O MESMO ESPAÇO >> Sandra Modesto



Arte: GBR

Eu estava querendo caminhar pela cidade. "Ontem", realizei meu desejo. Numa tarde meio ensolarada. Algumas ideias com cheiro de primavera se despedindo. Mas estávamos no inverno. Não importa. Readaptar é preciso. 

Peguei um material lindo. De uma revista digital. Imprimi e encadernei. São algumas páginas com temas sobre literatura, cinema, feminismo, racismo, lutas sociais, artes visuais... Evidente que para imprimir, pedi autorização à editora. 

Caminhando pude perceber o quão maravilhoso é o olhar.

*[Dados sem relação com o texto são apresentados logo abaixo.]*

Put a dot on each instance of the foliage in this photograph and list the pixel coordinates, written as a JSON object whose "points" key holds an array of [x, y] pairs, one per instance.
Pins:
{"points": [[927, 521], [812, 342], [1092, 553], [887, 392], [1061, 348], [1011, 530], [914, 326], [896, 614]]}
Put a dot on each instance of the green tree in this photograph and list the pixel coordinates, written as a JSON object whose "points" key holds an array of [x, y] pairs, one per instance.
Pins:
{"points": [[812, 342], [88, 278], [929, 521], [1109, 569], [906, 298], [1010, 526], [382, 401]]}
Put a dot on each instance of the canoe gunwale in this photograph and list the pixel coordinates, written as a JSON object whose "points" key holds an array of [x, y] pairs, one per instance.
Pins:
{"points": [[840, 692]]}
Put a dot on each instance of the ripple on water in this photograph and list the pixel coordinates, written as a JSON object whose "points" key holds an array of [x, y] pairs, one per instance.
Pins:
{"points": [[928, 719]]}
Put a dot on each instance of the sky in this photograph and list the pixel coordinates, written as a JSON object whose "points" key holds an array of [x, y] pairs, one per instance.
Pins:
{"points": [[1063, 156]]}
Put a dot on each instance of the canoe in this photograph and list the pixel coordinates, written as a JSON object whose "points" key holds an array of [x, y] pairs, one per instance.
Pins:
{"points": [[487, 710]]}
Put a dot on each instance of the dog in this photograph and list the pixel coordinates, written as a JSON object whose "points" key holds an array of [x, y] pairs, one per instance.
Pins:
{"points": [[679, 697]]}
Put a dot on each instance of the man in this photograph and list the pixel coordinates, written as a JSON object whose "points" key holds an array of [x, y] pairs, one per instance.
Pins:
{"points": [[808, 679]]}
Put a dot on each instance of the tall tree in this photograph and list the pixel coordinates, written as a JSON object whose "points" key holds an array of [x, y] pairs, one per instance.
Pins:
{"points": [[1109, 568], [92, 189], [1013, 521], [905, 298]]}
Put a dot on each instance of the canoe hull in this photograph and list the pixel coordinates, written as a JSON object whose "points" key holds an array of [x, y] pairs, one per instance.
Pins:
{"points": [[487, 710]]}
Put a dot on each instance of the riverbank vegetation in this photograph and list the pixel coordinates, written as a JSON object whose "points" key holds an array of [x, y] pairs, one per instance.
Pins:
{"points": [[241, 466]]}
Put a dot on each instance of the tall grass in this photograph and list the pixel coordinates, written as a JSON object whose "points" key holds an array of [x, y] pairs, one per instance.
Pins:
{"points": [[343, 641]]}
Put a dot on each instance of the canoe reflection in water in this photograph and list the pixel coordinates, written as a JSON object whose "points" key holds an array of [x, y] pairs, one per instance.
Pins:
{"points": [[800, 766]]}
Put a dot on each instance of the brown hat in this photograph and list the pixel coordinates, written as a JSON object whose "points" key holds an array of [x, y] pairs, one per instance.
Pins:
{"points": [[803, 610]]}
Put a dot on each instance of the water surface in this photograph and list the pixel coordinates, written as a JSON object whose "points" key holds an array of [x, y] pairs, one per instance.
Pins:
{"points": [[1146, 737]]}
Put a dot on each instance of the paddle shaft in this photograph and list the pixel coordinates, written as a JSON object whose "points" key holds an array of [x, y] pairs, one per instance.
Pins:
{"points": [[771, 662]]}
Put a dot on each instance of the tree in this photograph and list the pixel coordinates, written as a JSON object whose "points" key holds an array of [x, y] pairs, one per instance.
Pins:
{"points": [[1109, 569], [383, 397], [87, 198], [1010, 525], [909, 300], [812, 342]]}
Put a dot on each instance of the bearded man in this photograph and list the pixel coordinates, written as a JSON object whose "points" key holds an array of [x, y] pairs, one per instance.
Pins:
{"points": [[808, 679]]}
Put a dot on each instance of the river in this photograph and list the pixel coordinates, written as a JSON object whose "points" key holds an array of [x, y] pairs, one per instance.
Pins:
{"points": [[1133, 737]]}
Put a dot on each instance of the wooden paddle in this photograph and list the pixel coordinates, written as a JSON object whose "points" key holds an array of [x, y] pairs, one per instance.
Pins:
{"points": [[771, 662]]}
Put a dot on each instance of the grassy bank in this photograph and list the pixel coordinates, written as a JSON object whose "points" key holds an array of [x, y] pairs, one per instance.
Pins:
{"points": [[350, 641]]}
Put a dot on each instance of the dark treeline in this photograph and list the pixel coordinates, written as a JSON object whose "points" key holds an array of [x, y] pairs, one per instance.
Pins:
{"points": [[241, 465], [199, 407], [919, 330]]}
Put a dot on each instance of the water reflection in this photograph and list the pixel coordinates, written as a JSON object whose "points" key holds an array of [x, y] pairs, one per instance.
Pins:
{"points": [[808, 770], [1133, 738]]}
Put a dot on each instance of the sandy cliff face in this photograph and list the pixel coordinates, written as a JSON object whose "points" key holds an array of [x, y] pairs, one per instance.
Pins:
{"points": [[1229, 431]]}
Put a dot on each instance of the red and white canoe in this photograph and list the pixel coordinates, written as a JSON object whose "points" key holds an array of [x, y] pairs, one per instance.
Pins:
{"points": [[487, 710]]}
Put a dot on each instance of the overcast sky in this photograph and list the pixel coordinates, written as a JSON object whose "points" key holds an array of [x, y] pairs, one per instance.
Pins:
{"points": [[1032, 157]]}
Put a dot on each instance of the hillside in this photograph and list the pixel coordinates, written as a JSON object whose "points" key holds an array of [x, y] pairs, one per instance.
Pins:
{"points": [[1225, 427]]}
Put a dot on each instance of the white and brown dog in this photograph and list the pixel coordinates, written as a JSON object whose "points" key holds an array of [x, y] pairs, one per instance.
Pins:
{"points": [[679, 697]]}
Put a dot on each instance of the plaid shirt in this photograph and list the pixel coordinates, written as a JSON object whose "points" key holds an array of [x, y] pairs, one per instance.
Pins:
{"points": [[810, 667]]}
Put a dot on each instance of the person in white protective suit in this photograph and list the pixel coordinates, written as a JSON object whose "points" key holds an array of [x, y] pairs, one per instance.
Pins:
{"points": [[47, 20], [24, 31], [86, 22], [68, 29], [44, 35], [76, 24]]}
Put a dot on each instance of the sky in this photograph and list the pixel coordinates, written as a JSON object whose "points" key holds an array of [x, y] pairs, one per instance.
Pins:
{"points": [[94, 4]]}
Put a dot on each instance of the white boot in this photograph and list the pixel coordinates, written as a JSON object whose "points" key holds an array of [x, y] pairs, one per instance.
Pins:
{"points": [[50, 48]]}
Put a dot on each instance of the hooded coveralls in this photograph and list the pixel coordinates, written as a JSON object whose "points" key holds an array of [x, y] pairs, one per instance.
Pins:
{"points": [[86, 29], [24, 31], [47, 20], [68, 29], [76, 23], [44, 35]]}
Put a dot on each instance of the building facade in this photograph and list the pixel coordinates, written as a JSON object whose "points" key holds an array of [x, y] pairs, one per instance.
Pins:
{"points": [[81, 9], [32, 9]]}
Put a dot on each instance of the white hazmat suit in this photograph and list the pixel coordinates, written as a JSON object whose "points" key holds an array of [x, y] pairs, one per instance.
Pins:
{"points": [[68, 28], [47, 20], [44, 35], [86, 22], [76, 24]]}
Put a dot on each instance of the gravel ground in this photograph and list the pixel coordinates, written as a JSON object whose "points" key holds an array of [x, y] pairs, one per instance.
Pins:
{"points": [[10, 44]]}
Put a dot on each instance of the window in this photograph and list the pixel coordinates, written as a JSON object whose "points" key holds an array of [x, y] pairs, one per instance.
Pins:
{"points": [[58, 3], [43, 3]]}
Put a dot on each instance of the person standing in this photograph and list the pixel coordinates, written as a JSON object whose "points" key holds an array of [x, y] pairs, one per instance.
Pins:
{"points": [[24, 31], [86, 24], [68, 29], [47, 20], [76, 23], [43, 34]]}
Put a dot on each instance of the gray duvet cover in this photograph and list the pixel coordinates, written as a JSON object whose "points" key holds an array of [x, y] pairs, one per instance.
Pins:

Não estou falando de poder enxergar. É o sentir mesmo, sabe? 

Demorei quarenta minutos e cheguei a uma rua central, com trânsito movimentado, pessoas andando a pé, pra lá e pra cá. 

Deixei os exemplares na Biblioteca de Rua da avenida dezessete. Muitos moradores de bairros afastados aguardavam ônibus. Foram presenteados com as revistas. Sorriram, ficaram surpresos, agradeceram... 

Sentei para esperar meu ônibus. Dois senhores negros pareciam cansados; resignados talvez ao Brasil da desigualdade. Eu segurava meu celular quando um deles disse: 

— Que danado de celular "bunito" é esse? 

— Obrigada. 

”O elogio foi por causa da capinha do meu celular que tem uma película brilhosa e com uma paisagem”. Por acaso, eu usava uma blusa com desenhos parecidos ao da capinha, que eu comprei por trinta e cinco reais. A blusa também foi o mesmo preço. 

Coincidentemente, as capas dos exemplares das revistas, tinham desenhos parecidos. Universo de um mesmo cenário da vida real. Eu usava uma saia com tonalidade... Na cartela dos tons avermelhados (Coral- diriam as blogueiras de moda). 

Estava gostoso ficar por ali. Faltando alguns minutos pra o “Ituiutaba Clube” chegar: 

— Quanto está a passagem de ônibus? Eu quis saber. 

— Não anda de ônibus não? Perguntou um senhor. 

— Ando. É que eu nunca sei ao certo. Vai que é outro preço... 

Ele deu uma risadinha e respondeu educadamente. 

Peguei o dinheiro na bolsa porque não gosto de fazer motorista ou cobrador esperar. 

O ônibus chegou. Entrei feliz e observando ruas e avenidas. Imaginando histórias de vida das pessoas, que, naquele momento, dividiam comigo o mesmo espaço. 

( Ituiutaba, julho de 2017) 


* Esta crônica foi publicada no site da revista Cult Uol em junho desse ano, no espaço aos leitores. Tema : EMPATIA. 

"Continuo distribuindo material literário na minha cidade. Deixo livros pelos bancos da praça do bairro Natal, e outras atividades inventadas por mim. A Biblioteca Pública Municipal é longe da periferia. Acredito na democratização da leitura".

Comentários

Laércio disse…
A vida passa entrelaçadas em outras. O cotidiano nós faz refletir tudo isso. Adorei a crônica. Parabéns!
Albir disse…
As discussões mais profundas estão expressas ou sugeridas no palco do cotidiano.
Zoraya Cesar disse…
Puxa, Sandra, me deu vontade de ler essa sua crônica num banco de praça, observando as pessoas pegarem livros seus espalhados por aí.
E ahhhh, me lembrou uma música do Chico que eu amooooo, Vitrines... Obrigada por isso também!